Slay and his chief of staff, Mary Ellen Ponder, affirmed the importance of the Civilian Oversight Board and pledged that in his selection of nominees for the seven board positions he would create as much diversity as possible in terms of race, ethnicity, gender and experience. He emphasized that he would do all he could to ensure the Board of Aldermen approves the Board’s proposed budget.

Slay was more reticent about pushing for more power for the board.
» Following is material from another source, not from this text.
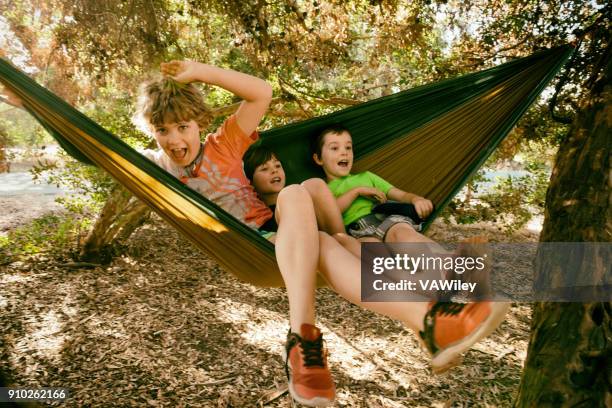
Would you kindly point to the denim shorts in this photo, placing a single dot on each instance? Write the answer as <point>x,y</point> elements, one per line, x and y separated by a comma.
<point>377,225</point>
He said he wanted to see how it would work as currently organized before pushing for subpoena power and the ability to interview police officers, for example -- which would make the board less reliant on the investigations of the Internal Affairs Department.

The mayor and the team agreed to meet in six months, allowing for the board to begin its work and examine in a meaningful way the changes to be made.

Posted by: Gordon on 8/2/2015
Leaders of WISDOM EXPO and trainers

19 leaders participated in WISDOM's first-ever EXPO training in June.

At the end of June, PhD candidate and WISDOM leader Mark Rice was among the first EXPO 11x15 Fellowship Interns commissioned by the Wisconsin statewide organization.

This week, he was in Washington, D.C. to join a national group of leaders calling on President Obama to ban the box on federal job applications that ask people whether they have a criminal record.

So he was just stating the simple facts when he reflected on his involvement with the organization: “Training helped me develop skills I can use immediately,” he says. 

EXPO – for Ex-Prisoners Organizing – is the name WISDOM’s formerly-incarcerated leaders, who help drive the organization’s criminal justice campaign in Wisconsin, chose for themselves and their work on a constellation of issues to change the narrative around criminal justice in the state and beyond.

“We can have an impact on policies that affect us – especially in places with a large concentration of formerly incarcerated people,” says Rice, who is studying community organizing at University of Wisconsin-Milwaukee and chairs WISDOM’s revocation task force. "I think EXPO will eventually build enough power to get policymakers to invest less in unnecessarily incarcerating individuals and more in programs that attack the root causes of crime.

Rice has blogged about his own experiences with revocation in a state system that gives probation officers total discretion and little guidance in when to revoke probation and return someone with a prior record to prison.  

Rice adds that highlights of the training week included developing organizing skills, identifying what personal barriers were holding him back, as well as attending a vigil for the victims of the recent killing in Charleston at the Oak Creek Sikh temple that was the site of an August 2012 shooting spree.

“In stories they each told about their path to power during the training, you could clearly see their disempowerment and how it happened,” Angela James, one of the trainers for the group, recalls. “We teach about power and self interest and they clearly understand the self-interest of the system and how it tried to crush their power.”

She is looking forward to a second EXPO training planned for January, because the group is one of the most serious and focused she’s ever worked with: “They don’t have time to play games.”

WISDOM also plans to have an EXPO group within each local WISDOM organization and a statewide EXPO infrastructure, according to WISDOM director David Liners.